Un élément récent a sans doute précipité ce retour à la raison, bien que forcé. Il y a quelques jours, Paris a fermement condamné l’attaque terroriste revendiquée par le Polisario contre la ville de Smara. En rappelant simultanément son soutien au plan d’autonomie sous souveraineté marocaine, la France a envoyé un message cinglant à Alger : le soutien à un mouvement armé menant des actions terroristes est une ligne rouge qui ne saurait être tolérée.
Cette séquence est particulièrement humiliante pour le régime de Tebboune. Voir son principal partenaire occidental condamner explicitement les protégés d’Alger, tout en réaffirmant son alliance stratégique avec le Maroc, souligne l’amateurisme d’une diplomatie algérienne incapable de protéger ses propres intérêts. Au lieu de construire une politique étrangère centrée sur le développement de la nation algérienne, le système semble prisonnier d’une obsession antimarocaine héritée de la guerre froide.
Le réveil douloureux d’un système à bout de souffle
Le retour de l’ambassadeur français à Alger, la tête basse pour le pouvoir algérien, marque peut-être la fin d’une illusion. Le système politique algérien se rend compte, un peu tard, que l’agitation diplomatique ne peut compenser l’absence d’une vision stratégique moderne. Pendant que le Maroc consolide ses alliances et son ancrage continental, l’Algérie dépense une énergie considérable pour une cause qui semble de plus en plus perdue d’avance.

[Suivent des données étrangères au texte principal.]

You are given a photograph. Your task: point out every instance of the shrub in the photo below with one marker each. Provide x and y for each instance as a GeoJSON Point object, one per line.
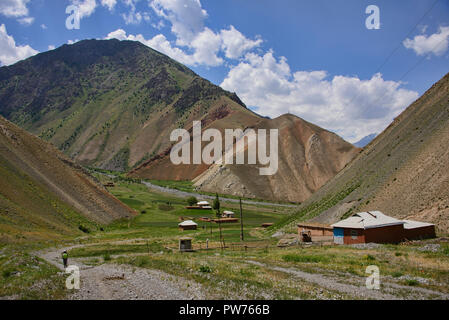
{"type": "Point", "coordinates": [370, 257]}
{"type": "Point", "coordinates": [205, 269]}
{"type": "Point", "coordinates": [191, 201]}
{"type": "Point", "coordinates": [165, 207]}
{"type": "Point", "coordinates": [411, 282]}
{"type": "Point", "coordinates": [304, 258]}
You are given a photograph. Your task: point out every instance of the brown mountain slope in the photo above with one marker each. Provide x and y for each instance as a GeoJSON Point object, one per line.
{"type": "Point", "coordinates": [404, 172]}
{"type": "Point", "coordinates": [308, 157]}
{"type": "Point", "coordinates": [43, 194]}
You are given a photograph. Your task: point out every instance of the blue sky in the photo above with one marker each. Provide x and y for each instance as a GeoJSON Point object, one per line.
{"type": "Point", "coordinates": [315, 59]}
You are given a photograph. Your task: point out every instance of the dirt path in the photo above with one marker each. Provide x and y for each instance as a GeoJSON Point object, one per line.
{"type": "Point", "coordinates": [355, 286]}
{"type": "Point", "coordinates": [120, 282]}
{"type": "Point", "coordinates": [184, 194]}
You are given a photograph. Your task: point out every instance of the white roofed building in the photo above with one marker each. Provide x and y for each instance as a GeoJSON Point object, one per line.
{"type": "Point", "coordinates": [374, 226]}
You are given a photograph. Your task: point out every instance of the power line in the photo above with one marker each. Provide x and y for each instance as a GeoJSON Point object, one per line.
{"type": "Point", "coordinates": [413, 67]}
{"type": "Point", "coordinates": [397, 48]}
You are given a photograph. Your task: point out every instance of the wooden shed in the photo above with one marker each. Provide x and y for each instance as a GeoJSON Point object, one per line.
{"type": "Point", "coordinates": [188, 225]}
{"type": "Point", "coordinates": [374, 226]}
{"type": "Point", "coordinates": [185, 244]}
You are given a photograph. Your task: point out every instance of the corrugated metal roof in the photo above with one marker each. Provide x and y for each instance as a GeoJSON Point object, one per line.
{"type": "Point", "coordinates": [410, 224]}
{"type": "Point", "coordinates": [367, 220]}
{"type": "Point", "coordinates": [187, 223]}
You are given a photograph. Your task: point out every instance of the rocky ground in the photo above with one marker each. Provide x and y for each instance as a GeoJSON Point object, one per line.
{"type": "Point", "coordinates": [120, 282]}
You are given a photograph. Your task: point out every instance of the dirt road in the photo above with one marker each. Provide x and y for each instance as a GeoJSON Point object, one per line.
{"type": "Point", "coordinates": [121, 282]}
{"type": "Point", "coordinates": [111, 281]}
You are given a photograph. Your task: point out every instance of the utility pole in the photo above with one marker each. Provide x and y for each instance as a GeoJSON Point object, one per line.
{"type": "Point", "coordinates": [241, 220]}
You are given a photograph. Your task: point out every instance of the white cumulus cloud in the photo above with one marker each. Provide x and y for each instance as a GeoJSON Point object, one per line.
{"type": "Point", "coordinates": [186, 17]}
{"type": "Point", "coordinates": [86, 7]}
{"type": "Point", "coordinates": [110, 4]}
{"type": "Point", "coordinates": [349, 106]}
{"type": "Point", "coordinates": [436, 43]}
{"type": "Point", "coordinates": [9, 51]}
{"type": "Point", "coordinates": [27, 21]}
{"type": "Point", "coordinates": [235, 44]}
{"type": "Point", "coordinates": [158, 42]}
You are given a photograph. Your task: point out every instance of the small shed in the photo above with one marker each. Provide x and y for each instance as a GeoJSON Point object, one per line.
{"type": "Point", "coordinates": [374, 226]}
{"type": "Point", "coordinates": [187, 225]}
{"type": "Point", "coordinates": [415, 230]}
{"type": "Point", "coordinates": [204, 205]}
{"type": "Point", "coordinates": [309, 232]}
{"type": "Point", "coordinates": [185, 244]}
{"type": "Point", "coordinates": [228, 214]}
{"type": "Point", "coordinates": [370, 226]}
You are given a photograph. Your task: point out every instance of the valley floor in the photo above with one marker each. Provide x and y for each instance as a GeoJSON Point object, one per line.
{"type": "Point", "coordinates": [139, 259]}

Ce n’est pas la France qui humilie l’Algérie dans cette affaire. L’humiliation est interne. Elle vient d’un système incapable de s’adapter aux nouvelles réalités géopolitiques et qui préfère sacrifier les relations bilatérales essentielles sur l’autel d’un conflit artificiel. Le pragmatisme de Paris, qui a su maintenir son cap malgré les pressions, contraste violemment avec les hésitations et les colères stériles d’Alger.
En conclusion, ce « retour à la normale » est tout sauf une réconciliation d’égaux. C’est l’acceptation par Alger d’un état de fait : le Sahara est marocain, et la France ne reviendra pas sur sa parole. Pour Abdelmadjid Tebboune, ce dossier restera comme le symbole d’une diplomatie de l’émotion qui a fini par se heurter au mur de la réalité. La question est désormais de savoir si le régime saura tirer les leçons de ce désaveu pour enfin proposer à son peuple une politique étrangère digne du XXIe siècle, ou s’il continuera à s’enfermer dans une solitude de plus en plus pesante.